Jewish Esther makes for an appealing heroine, an actress slash waitress who has mother problems, a would-be boyfriend named Lopez and a friendship with a real-life wizard and as a result, too much knowledge of the world of real magic. It's a mix that doesn't always go well for her. But, as Lou Grant would say, she's got spunk.
Coming off having played a part in rescuing New York from a crazy magician's apprentice last book, Esther tries to cope with her part in killing off Hieronymus . The deed was actually done by Dr. Maximillian Zadok, Manhattan's resident sorcerer and a long-time member of the Magnum Collegium (think Sorceror's Union). By long time, we are talking centuries. He makes for a strange pairing with the twenty-something Esther. As does detective Connor Lopez, a down to earth sort who doesn't believe in magic. Which complicates things for Esther because she gets mixed up in things magical without even trying.

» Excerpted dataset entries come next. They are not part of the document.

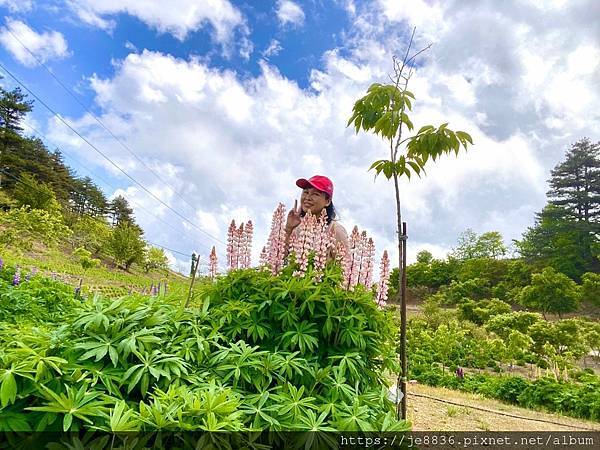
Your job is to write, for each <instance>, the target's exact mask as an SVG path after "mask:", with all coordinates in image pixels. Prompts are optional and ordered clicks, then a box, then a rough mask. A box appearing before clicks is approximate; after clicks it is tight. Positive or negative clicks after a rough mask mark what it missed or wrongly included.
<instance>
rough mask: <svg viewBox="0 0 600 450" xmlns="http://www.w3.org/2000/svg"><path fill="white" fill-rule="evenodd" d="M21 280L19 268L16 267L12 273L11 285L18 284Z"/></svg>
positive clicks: (20, 272) (15, 285) (20, 275)
mask: <svg viewBox="0 0 600 450" xmlns="http://www.w3.org/2000/svg"><path fill="white" fill-rule="evenodd" d="M20 282H21V269H17V270H16V271H15V274H14V275H13V286H18V285H19V283H20Z"/></svg>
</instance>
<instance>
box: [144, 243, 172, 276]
mask: <svg viewBox="0 0 600 450" xmlns="http://www.w3.org/2000/svg"><path fill="white" fill-rule="evenodd" d="M168 265H169V260H168V259H167V256H166V255H165V252H164V250H163V249H162V248H158V247H147V248H145V249H144V256H143V258H142V266H143V267H144V270H145V271H146V273H148V272H149V271H150V270H153V269H154V270H166V269H167V268H168Z"/></svg>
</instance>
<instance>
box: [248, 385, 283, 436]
mask: <svg viewBox="0 0 600 450" xmlns="http://www.w3.org/2000/svg"><path fill="white" fill-rule="evenodd" d="M269 397H270V393H269V391H263V392H261V393H259V394H254V395H248V396H246V398H245V399H244V403H243V405H242V408H241V411H242V412H243V413H244V414H247V415H249V416H251V417H254V419H253V421H252V429H254V430H257V431H259V430H262V429H264V428H266V429H269V430H278V429H281V424H280V423H279V421H278V420H277V419H276V417H275V416H276V415H277V414H274V413H276V412H277V411H278V410H279V405H277V404H272V403H271V404H266V403H267V401H268V400H269Z"/></svg>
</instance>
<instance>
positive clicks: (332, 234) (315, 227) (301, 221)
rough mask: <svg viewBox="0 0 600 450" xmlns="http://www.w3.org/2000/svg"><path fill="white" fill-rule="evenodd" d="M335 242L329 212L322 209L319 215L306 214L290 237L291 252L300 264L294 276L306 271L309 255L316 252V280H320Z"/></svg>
mask: <svg viewBox="0 0 600 450" xmlns="http://www.w3.org/2000/svg"><path fill="white" fill-rule="evenodd" d="M333 242H334V239H333V231H332V230H331V229H330V228H329V225H328V224H327V213H326V212H325V211H322V213H321V215H320V216H319V217H317V216H315V215H313V214H310V213H308V214H306V215H305V216H304V217H303V218H302V220H301V221H300V225H298V228H297V231H295V232H294V233H293V234H292V238H291V239H290V253H293V254H294V258H295V260H296V263H297V264H298V269H297V270H296V271H295V272H294V276H303V275H304V274H305V273H306V270H307V269H308V258H309V255H310V254H311V253H314V259H313V261H314V269H315V282H318V281H320V280H321V277H322V272H323V269H324V268H325V264H326V263H327V256H328V254H329V252H330V250H331V247H332V245H333Z"/></svg>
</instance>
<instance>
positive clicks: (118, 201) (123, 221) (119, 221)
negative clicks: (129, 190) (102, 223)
mask: <svg viewBox="0 0 600 450" xmlns="http://www.w3.org/2000/svg"><path fill="white" fill-rule="evenodd" d="M108 215H109V217H110V219H111V220H112V224H113V226H115V227H116V226H119V225H120V224H122V223H128V224H130V225H135V219H134V218H133V209H132V208H131V206H129V202H128V201H127V199H126V198H125V197H123V196H122V195H118V196H116V197H115V198H114V199H113V200H112V201H111V202H110V203H109V205H108ZM135 226H137V225H135Z"/></svg>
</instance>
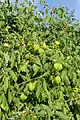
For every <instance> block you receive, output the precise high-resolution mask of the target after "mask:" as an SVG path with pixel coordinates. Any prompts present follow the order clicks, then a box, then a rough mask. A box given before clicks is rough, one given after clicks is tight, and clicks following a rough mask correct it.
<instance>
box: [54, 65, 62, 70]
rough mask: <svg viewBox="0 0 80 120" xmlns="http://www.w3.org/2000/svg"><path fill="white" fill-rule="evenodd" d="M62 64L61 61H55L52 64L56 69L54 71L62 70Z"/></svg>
mask: <svg viewBox="0 0 80 120" xmlns="http://www.w3.org/2000/svg"><path fill="white" fill-rule="evenodd" d="M62 68H63V67H62V64H61V63H55V64H54V69H55V70H56V71H60V70H62Z"/></svg>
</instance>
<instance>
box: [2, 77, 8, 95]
mask: <svg viewBox="0 0 80 120" xmlns="http://www.w3.org/2000/svg"><path fill="white" fill-rule="evenodd" d="M3 80H4V86H3V89H4V91H5V93H6V92H7V90H8V82H9V77H8V76H6V75H5V76H4V78H3Z"/></svg>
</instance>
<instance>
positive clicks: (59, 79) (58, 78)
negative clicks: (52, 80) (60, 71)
mask: <svg viewBox="0 0 80 120" xmlns="http://www.w3.org/2000/svg"><path fill="white" fill-rule="evenodd" d="M60 82H61V78H60V77H59V76H56V77H55V83H56V84H57V85H58V84H59V83H60Z"/></svg>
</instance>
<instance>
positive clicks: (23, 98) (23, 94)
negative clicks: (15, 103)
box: [20, 93, 27, 101]
mask: <svg viewBox="0 0 80 120" xmlns="http://www.w3.org/2000/svg"><path fill="white" fill-rule="evenodd" d="M20 99H21V100H22V101H24V100H26V99H27V96H26V95H25V94H24V93H22V94H21V96H20Z"/></svg>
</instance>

Like waitressing at a local joint that's mobbed up. She sings songs, waits tables and gets good tips from the connected guys who appreciate a pretty young thing. She's doing the waitressing thing when a hit goes down right in front of her. By a bullet that doesn't exactly follow a straight line. And not too long after the hit, she meets the victim just coming into the restaurant for a bite to eat.
As it turns out, its his doppelganger she meets.
And pretty soon it's open mob war season with bodies dropping, sometimes twice, as bad guys and their doppelgangers meet their demise. Esther and Max are right in the thick of things, trying to prevent all-out war, aided and abetted by the extremely pragmatic Lucky Battistuzzi, that rarity of all rarities, a retired hit man. Lucky seems to accept the magically conflicted situation and is a constant source of one-liners.
The mystery of who's behind things turns out a little surprising, so the book qualifies well in that regard. The laughs come easy and often, despite the mayhem. Esther is a chicklit goddess supreme, wanting things normal, but not getting them. And we get introduced to Nelli the Dog, who plays a big part in the third book, but was missing in the first one. Nelli's Max's familiar.
And you know me, I'm a sucker for a book with a dog.
Laura Resnick writes pager-turners, just like her dad Mike. This one's the best yet.